Douglas Murray Douglas Murray

Syrian massacres expose Britain’s pretence

More than a week on from the massacre at Houla, another hundred or so men, women and children have been slaughtered in Hama, Syria. They were apparently stabbed to death and some of their bodies then burned. David Cameron has responded to this by describing the killings as ‘brutal and sickening’. William Hague had previously described the Houla massacre as ‘deeply disturbing.’

So what is Britain going to do about it?

The Prime Minister has a suggestion: ‘I think that lots of different countries in the world — countries that sit around the UN Security Council table — have got to sit down today and discuss this issue.’ He goes on to say, ‘It really is appalling, what is happening in that country, and I want to see concerted action from the international community.’
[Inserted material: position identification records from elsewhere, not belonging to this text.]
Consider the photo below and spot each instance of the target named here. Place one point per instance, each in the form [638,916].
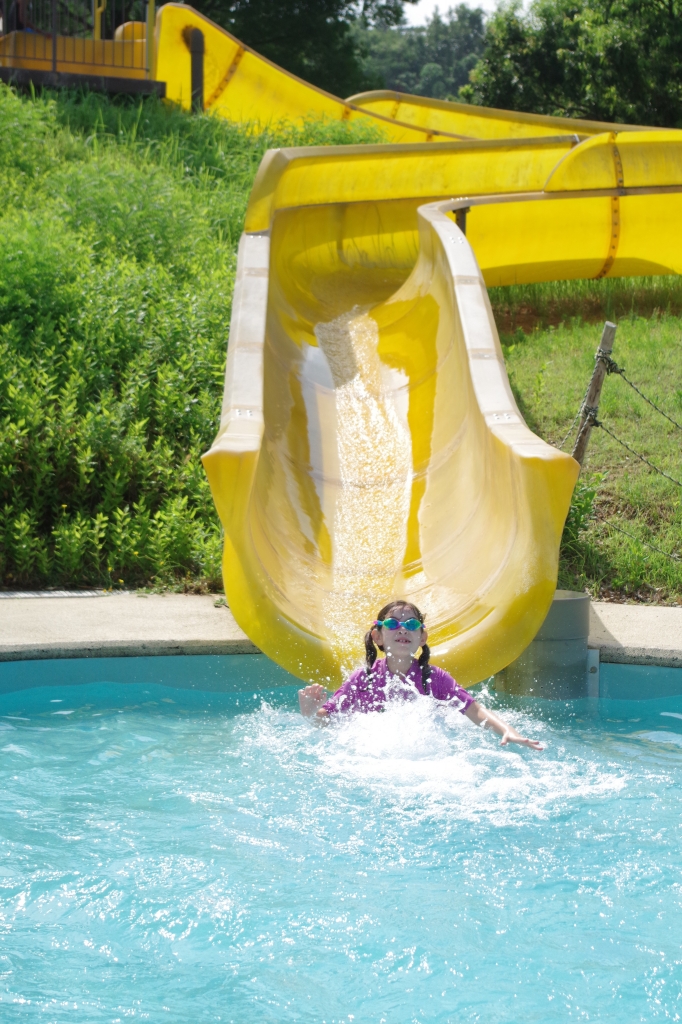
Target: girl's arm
[487,719]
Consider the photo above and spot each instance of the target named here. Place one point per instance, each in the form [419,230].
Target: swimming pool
[184,855]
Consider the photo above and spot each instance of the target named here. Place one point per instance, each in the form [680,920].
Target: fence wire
[608,522]
[598,423]
[613,368]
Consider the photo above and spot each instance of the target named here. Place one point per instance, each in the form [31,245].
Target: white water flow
[375,469]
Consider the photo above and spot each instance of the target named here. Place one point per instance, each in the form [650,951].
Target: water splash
[375,469]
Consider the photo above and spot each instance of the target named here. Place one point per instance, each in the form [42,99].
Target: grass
[550,360]
[120,223]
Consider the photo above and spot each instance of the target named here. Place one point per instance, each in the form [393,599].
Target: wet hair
[371,648]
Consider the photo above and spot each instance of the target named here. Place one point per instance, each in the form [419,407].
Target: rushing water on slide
[178,856]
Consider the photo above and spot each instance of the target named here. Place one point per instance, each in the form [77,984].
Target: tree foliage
[606,59]
[429,60]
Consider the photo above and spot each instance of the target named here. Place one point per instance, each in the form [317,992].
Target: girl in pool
[399,632]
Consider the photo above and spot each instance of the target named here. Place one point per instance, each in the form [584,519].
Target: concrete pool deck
[146,625]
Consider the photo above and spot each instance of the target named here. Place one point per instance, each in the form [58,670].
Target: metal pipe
[197,52]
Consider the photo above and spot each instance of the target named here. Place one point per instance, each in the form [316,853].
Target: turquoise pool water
[185,856]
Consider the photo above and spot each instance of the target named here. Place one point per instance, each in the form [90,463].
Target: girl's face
[399,642]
All of which should remind us of the increasingly dangerous divide between the game our politicians talk and the reality of what they can actually now do. As I pointed out in the Wall Street Journal last week, it is all very well to find the stabbing and killing of children to be ‘disturbing’, ‘brutal’ and ‘sickening’. I would hope that most people find this to be so. But Mr Cameron and Mr Hague are meant to be more than emoting actors. They are in positions of power. We do not need to be reminded of their opposition to the stabbing of children. The only question for them is: ‘What are you going to do about it?’

Their answer is to rely on the UN Security Council to do something, despite every party involved knowing not only that the Security Council will not work, but could not work in this case.

Here, typified, is the problem of Britain’s current place in the world: the gap between what our politicians imply our capabilities to be and the realities of them. Either we can spend a serious amount on defence and wield a world-class military which allows us to act in the world to defend our interests and values. Or we keep up the rhetorical niceties but increasingly fail to have the clout to do things.

At the very least, how much better it would be if even one politician finally stood up and said, ‘I’d love to do something about these terrible things that are happening, but the fact is we don’t have the kit, the manpower or the cash anymore’.  If even one politician did this then it might finally jolt us into considering what we want to be as a nation. Instead we have this lamentable pretence.